I turned and looked at her, her eyes tearing into the heart that she had created.

“I don’t know,” I said. “But I never thought we wouldn’t try.”

Her eyes fluttered, maybe surprised by what I said. She bit her bottom lip again. Tears formed at the corners of her eyes.

“Noah,” she started, but choked up and stopped.

I looked away, my throat tightening.

She cleared her throat and tried again. “Noah, they won’t…” Her voice trailed off.

The smell of popcorn wafted in the air from somewhere down the boardwalk. That same smell would forever evoke an unpleasant reaction in my gut.

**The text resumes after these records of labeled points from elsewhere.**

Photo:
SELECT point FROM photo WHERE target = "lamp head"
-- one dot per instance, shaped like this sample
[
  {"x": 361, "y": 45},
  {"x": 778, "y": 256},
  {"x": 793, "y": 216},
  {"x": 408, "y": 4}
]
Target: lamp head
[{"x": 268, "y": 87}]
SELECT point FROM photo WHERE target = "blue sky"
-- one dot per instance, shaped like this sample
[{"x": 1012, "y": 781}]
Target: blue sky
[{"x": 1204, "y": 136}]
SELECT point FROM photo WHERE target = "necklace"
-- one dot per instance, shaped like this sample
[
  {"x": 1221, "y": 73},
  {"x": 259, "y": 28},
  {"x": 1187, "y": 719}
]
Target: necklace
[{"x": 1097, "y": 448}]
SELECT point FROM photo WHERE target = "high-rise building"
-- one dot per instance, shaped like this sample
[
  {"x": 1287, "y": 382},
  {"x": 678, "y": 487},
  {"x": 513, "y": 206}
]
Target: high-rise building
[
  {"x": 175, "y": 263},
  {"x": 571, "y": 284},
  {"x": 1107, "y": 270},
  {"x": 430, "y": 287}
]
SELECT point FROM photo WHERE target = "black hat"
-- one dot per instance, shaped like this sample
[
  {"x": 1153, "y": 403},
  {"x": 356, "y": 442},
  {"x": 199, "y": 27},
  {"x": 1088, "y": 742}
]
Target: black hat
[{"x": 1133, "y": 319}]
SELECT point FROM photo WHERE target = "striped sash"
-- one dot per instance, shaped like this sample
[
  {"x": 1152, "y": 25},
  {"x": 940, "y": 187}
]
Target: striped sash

“They won’t what?” I asked, turning to her.

The tears were now rolling down her cheeks, dancing off her face and into her lap. She shook her head, her lips pressed together. The pain in her face answered my question.

“They won’t let you go to Princeton,” I said for her, “unless you cut me loose.”

She nodded quickly, a sharp sob escaping from her mouth.

I leaned forward, resting my elbows on my knees, my brain numb. Her parents had played the toughest card. Me or her future. She’d tried to do it herself without laying the blame on her parents, trying to save me the embarrassment of being a black mark on her life.

“It’s not fair,” she mumbled.

“No, it’s not,” I said. “But that’s your parents.”